Experience allows me to do these things with a level of confidence. Earlier in my career, I didn’t have that confidence. I found mentors and colleagues that supported me. Reach out. If you’ve never done a text, reach out to someone who has. Most of us are willing to share what’s worked for us. Sit down with a group of people doing the same text, notebooks open, and talk about what your goals and needs are. Collaboration is key in so much of our work.
Britt, I’m not sure if any of this helped, but I hope it will in some way. As challenging as it may seem, I sometimes feel like the secret to dealing with a mandated text is just figuring out how to make it complement the things that you’ve chosen to do in your classroom. The true beauty of any text is that they can be so easily adapted to whatever purposes we hold for them. Texts are tools, and if we are only allowed to use certain tools, we must figure out how to best use them to make what we want.
How do you handle mandated texts? What are some engaging writing tasks that can be used with any text?
Leave a comment below or find me on Twitter @doodlinmunkyboy!
-Jay
Hi Jay,
Thank you for this post! I agree that the whole class text has become tarnished in recent years because of misperceptions linking this type of study with mindless chapter questions and prescriptive essays.

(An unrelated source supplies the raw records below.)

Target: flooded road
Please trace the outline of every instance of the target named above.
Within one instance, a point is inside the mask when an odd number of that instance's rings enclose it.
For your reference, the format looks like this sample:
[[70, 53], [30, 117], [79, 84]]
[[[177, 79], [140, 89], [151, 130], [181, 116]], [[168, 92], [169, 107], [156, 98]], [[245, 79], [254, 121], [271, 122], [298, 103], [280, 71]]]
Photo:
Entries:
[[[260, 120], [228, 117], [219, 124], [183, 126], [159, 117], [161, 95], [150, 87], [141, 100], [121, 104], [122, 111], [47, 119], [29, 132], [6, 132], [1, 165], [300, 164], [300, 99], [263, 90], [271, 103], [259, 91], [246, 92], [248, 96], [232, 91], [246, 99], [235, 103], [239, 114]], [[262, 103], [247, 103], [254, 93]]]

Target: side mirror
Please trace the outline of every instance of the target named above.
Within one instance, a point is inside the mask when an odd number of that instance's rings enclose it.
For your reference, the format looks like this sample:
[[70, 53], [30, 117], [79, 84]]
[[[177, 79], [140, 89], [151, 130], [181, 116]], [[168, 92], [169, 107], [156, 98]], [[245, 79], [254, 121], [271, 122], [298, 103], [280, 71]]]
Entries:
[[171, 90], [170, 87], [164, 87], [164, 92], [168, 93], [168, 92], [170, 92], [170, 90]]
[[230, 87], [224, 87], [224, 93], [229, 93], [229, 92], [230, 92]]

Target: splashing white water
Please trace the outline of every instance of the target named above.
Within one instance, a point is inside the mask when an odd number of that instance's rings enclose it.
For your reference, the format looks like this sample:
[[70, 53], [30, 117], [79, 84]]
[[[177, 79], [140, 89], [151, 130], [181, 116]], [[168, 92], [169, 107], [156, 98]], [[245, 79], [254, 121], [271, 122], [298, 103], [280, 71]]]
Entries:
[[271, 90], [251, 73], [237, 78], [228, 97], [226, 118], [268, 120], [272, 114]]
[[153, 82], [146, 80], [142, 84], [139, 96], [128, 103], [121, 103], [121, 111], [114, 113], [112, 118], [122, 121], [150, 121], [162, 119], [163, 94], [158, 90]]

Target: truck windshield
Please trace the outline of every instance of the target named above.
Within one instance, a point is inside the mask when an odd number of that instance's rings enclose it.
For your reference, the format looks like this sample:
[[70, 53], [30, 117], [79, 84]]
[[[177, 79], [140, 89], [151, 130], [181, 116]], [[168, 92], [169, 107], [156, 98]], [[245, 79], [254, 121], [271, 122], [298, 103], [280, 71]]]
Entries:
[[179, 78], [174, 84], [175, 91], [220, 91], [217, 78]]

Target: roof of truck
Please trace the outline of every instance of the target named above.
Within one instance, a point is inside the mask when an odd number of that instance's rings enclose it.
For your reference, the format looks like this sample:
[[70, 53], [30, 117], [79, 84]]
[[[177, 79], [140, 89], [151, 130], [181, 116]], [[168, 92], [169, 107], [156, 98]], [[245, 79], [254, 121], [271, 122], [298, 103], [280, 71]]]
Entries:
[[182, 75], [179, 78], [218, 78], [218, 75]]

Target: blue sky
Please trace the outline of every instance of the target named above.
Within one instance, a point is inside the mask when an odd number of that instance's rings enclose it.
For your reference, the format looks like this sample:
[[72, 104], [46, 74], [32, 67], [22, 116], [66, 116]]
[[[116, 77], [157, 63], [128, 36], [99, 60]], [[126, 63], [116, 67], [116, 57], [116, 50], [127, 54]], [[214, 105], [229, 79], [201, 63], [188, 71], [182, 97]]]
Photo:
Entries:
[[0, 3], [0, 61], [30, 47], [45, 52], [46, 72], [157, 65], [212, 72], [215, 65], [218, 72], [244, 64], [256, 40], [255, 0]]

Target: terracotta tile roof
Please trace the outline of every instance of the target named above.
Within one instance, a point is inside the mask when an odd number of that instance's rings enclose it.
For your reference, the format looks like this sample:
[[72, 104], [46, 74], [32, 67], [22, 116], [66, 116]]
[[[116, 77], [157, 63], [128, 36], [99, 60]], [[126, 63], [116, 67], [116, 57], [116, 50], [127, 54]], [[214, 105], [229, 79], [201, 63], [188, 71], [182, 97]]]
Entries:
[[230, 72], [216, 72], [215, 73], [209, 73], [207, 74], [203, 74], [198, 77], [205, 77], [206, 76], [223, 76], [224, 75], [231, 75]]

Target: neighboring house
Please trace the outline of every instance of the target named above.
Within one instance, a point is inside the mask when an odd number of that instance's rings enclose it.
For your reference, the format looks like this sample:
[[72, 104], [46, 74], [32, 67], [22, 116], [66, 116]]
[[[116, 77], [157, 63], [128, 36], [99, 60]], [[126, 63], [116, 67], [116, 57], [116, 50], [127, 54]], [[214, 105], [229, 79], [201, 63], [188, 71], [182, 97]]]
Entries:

In reality, when used in the context of a workshop approach, a whole class text can be a wellspring of vibrant thinking, writing and discussion. My students enjoyed our shared texts so much last year that many of them began asking in the early days of school this year about when we could read a ‘class book’ again. I think it’s important to balance collective readings with independent reading cycles that give students choice. As Smith and Wilhelm suggest, we need to “unbind” students’ reading lives.
Many teachers have mandated texts as well, yet as you point out, there is tremendous professional freedom within those constraints to approach the texts in engaging ways. When teachers have their students’ best interests at heart, even a mandated text can become a thing of beauty.